# Cichlid personalities



## Georgia Peach (Sep 23, 2005)

*Cichlid personalities * Pic added**

cichlids have to be some of the coolest fish out there. Two of my labs have the cutest personalities. When they see me coming they swim up to the glass and follow me everywhere I go.. :mrgreen: hehhee, reminds me of how my oscar used to act.


----------



## Cichlid Man (Jan 19, 2005)

The only thing on their mind is food, that's why they love you so much. LOL Are those the labs you got from MP that you are talking about?


----------



## Georgia Peach (Sep 23, 2005)

LOL - funny you say that CM - they are pigs! I drop in some cichlid granules and they bought kill each other to get to them! LOL Yes, these are the ones I got from MP.. Ive tried taking pics of them but none are turning out good enough to post..


----------



## Osiris (Jan 18, 2005)

lol cool, i have a school of 20 right now, now that's a site! 

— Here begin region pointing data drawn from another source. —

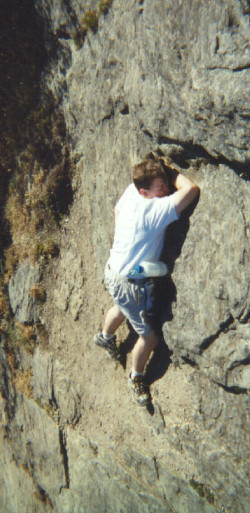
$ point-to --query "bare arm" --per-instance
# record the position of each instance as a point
(186, 191)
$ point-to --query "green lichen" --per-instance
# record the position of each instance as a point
(203, 491)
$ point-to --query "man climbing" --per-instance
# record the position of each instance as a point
(142, 214)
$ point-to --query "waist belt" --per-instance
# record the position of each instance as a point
(129, 280)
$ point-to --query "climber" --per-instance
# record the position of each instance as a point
(142, 214)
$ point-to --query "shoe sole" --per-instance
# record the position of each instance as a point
(142, 405)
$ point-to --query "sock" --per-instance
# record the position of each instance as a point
(107, 337)
(134, 374)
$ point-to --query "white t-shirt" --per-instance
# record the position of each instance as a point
(139, 230)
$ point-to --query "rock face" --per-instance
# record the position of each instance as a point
(173, 78)
(20, 292)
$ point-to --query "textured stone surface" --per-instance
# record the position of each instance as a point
(172, 78)
(22, 302)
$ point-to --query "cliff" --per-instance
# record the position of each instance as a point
(172, 78)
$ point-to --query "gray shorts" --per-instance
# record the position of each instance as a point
(135, 299)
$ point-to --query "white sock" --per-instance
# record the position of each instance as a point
(106, 336)
(134, 374)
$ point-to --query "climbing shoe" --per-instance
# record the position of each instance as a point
(109, 345)
(140, 391)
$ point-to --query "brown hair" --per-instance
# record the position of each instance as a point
(146, 171)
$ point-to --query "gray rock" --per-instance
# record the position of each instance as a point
(23, 304)
(172, 77)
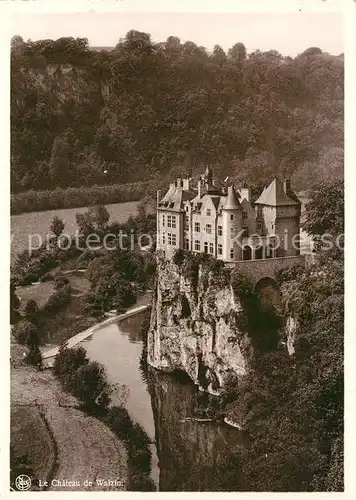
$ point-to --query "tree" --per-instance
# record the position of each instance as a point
(57, 226)
(325, 211)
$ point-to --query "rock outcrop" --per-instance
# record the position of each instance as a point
(197, 327)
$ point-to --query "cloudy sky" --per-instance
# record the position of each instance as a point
(290, 32)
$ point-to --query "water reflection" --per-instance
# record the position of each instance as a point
(189, 451)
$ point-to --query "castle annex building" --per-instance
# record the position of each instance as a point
(215, 218)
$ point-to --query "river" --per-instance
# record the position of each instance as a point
(186, 453)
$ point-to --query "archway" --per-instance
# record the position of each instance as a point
(258, 253)
(247, 253)
(268, 292)
(269, 251)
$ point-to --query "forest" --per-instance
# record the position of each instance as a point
(150, 111)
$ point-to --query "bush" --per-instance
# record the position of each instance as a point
(66, 363)
(31, 310)
(58, 300)
(26, 333)
(90, 383)
(34, 357)
(120, 422)
(60, 282)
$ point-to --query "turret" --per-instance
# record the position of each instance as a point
(232, 225)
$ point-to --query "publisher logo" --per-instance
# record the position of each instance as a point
(23, 482)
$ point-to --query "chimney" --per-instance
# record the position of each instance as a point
(286, 186)
(187, 184)
(245, 193)
(200, 184)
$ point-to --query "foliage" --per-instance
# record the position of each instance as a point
(31, 310)
(34, 357)
(14, 302)
(66, 363)
(293, 404)
(57, 226)
(58, 300)
(90, 385)
(325, 211)
(250, 115)
(60, 282)
(26, 333)
(116, 277)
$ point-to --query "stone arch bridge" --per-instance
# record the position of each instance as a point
(262, 274)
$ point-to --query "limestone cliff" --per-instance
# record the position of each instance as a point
(196, 327)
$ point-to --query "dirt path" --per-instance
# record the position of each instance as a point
(84, 449)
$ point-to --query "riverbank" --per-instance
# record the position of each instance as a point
(76, 339)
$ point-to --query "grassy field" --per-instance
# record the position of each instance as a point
(25, 226)
(67, 322)
(85, 447)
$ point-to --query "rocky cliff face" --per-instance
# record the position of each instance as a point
(196, 327)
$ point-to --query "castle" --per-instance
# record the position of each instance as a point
(216, 218)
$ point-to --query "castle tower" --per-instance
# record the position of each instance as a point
(281, 213)
(232, 225)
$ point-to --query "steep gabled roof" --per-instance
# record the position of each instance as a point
(232, 200)
(274, 196)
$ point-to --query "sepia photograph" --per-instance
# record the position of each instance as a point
(177, 250)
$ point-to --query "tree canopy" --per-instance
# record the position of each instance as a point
(144, 110)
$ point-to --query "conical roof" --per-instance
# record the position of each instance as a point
(232, 201)
(274, 196)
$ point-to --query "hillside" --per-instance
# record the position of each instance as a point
(148, 110)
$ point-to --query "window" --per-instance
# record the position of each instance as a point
(171, 221)
(172, 239)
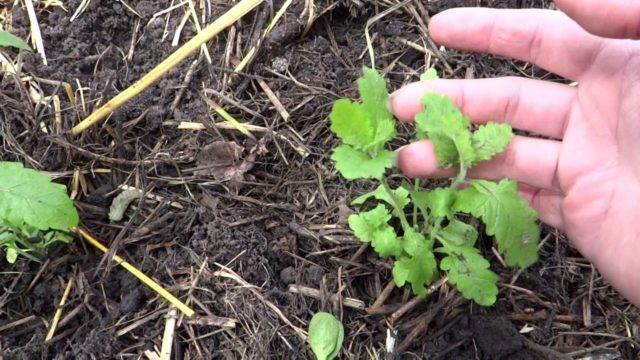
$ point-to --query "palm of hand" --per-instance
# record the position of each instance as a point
(599, 164)
(587, 182)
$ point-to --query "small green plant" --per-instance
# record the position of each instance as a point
(326, 334)
(34, 212)
(428, 231)
(7, 39)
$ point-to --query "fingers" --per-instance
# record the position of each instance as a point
(546, 38)
(612, 18)
(527, 160)
(531, 105)
(547, 203)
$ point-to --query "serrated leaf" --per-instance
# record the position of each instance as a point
(354, 164)
(366, 224)
(490, 139)
(350, 123)
(12, 255)
(326, 335)
(430, 74)
(368, 125)
(375, 103)
(386, 243)
(419, 271)
(7, 39)
(399, 197)
(28, 196)
(470, 273)
(459, 233)
(507, 217)
(446, 127)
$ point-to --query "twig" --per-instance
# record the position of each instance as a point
(224, 21)
(169, 331)
(317, 294)
(58, 313)
(230, 274)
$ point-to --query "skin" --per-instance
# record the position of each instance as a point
(585, 179)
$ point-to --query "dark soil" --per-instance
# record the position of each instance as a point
(269, 208)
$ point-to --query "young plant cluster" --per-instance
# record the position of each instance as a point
(34, 212)
(428, 231)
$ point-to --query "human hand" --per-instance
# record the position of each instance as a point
(586, 181)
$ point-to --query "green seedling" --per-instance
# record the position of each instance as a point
(427, 231)
(7, 39)
(326, 334)
(34, 212)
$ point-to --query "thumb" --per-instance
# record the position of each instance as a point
(606, 18)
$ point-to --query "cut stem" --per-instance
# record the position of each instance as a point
(396, 206)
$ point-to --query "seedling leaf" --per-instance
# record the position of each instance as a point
(375, 100)
(446, 127)
(326, 335)
(490, 139)
(507, 217)
(28, 196)
(7, 39)
(350, 123)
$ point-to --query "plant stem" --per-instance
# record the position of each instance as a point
(416, 187)
(396, 206)
(462, 174)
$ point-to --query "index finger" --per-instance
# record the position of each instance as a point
(549, 39)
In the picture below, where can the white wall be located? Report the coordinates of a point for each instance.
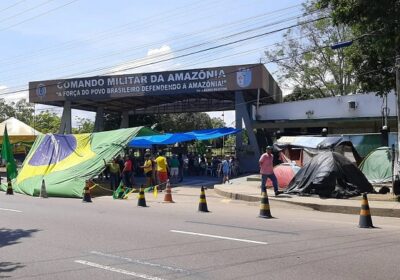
(367, 105)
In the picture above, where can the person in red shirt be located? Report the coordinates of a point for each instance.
(267, 171)
(127, 172)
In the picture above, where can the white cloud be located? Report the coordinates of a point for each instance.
(149, 63)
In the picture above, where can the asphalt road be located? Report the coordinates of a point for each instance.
(60, 238)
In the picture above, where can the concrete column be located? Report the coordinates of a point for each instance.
(66, 125)
(125, 120)
(99, 121)
(250, 154)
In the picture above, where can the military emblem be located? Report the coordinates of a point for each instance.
(41, 90)
(243, 77)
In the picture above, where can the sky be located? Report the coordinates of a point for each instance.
(52, 39)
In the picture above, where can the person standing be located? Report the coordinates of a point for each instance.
(127, 172)
(267, 171)
(114, 170)
(162, 170)
(174, 164)
(225, 170)
(148, 169)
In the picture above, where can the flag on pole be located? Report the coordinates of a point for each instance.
(8, 156)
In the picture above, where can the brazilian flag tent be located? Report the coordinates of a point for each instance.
(66, 161)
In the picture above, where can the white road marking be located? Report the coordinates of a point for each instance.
(219, 237)
(11, 210)
(122, 271)
(137, 261)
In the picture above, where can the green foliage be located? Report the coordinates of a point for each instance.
(84, 126)
(376, 24)
(217, 123)
(47, 122)
(20, 110)
(305, 59)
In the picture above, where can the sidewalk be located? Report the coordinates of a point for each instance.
(380, 205)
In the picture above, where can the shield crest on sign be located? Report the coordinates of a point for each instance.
(243, 77)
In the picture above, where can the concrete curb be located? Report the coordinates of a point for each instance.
(342, 209)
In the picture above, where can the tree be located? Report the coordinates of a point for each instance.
(305, 58)
(84, 126)
(183, 122)
(47, 122)
(6, 110)
(376, 24)
(217, 123)
(24, 111)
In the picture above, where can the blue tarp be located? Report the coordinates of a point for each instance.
(172, 138)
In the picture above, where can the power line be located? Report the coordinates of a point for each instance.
(199, 51)
(218, 27)
(12, 6)
(187, 48)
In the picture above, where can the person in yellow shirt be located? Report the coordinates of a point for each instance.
(115, 173)
(148, 169)
(162, 169)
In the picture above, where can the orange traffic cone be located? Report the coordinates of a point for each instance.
(142, 199)
(265, 212)
(86, 190)
(168, 194)
(9, 187)
(203, 202)
(365, 215)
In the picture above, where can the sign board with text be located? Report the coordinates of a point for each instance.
(218, 79)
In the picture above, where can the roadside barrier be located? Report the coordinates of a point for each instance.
(365, 215)
(265, 211)
(43, 191)
(9, 187)
(203, 202)
(142, 199)
(168, 194)
(86, 192)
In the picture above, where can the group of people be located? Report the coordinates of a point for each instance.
(157, 168)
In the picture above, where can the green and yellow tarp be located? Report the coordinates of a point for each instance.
(66, 161)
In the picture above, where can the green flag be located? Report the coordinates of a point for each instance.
(8, 156)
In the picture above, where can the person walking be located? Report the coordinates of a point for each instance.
(127, 172)
(267, 171)
(114, 172)
(174, 171)
(225, 170)
(162, 170)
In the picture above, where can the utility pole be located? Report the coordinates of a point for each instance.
(397, 68)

Glad their making you happy. They'll start breeding at 2.25-2.5"


----------



## Georgia Peach (Sep 23, 2005)

yeah MP, hoping I get a breeding pair - that would be neat! IM thinking I may have cause those two I spoke of really stick close together. Here is the best picture I have gotten so far - its kinda dark - if you look real close you can see the other one in the cave.. lol - I love these fish, I sit and watch them for hours throughout the day..


----------



## Cichlid Man (Jan 19, 2005)

Arr, bless um.


----------



## Georgia Peach (Sep 23, 2005)

lol - I gotta long way to go before I take pics as good as you guys! hehhee


----------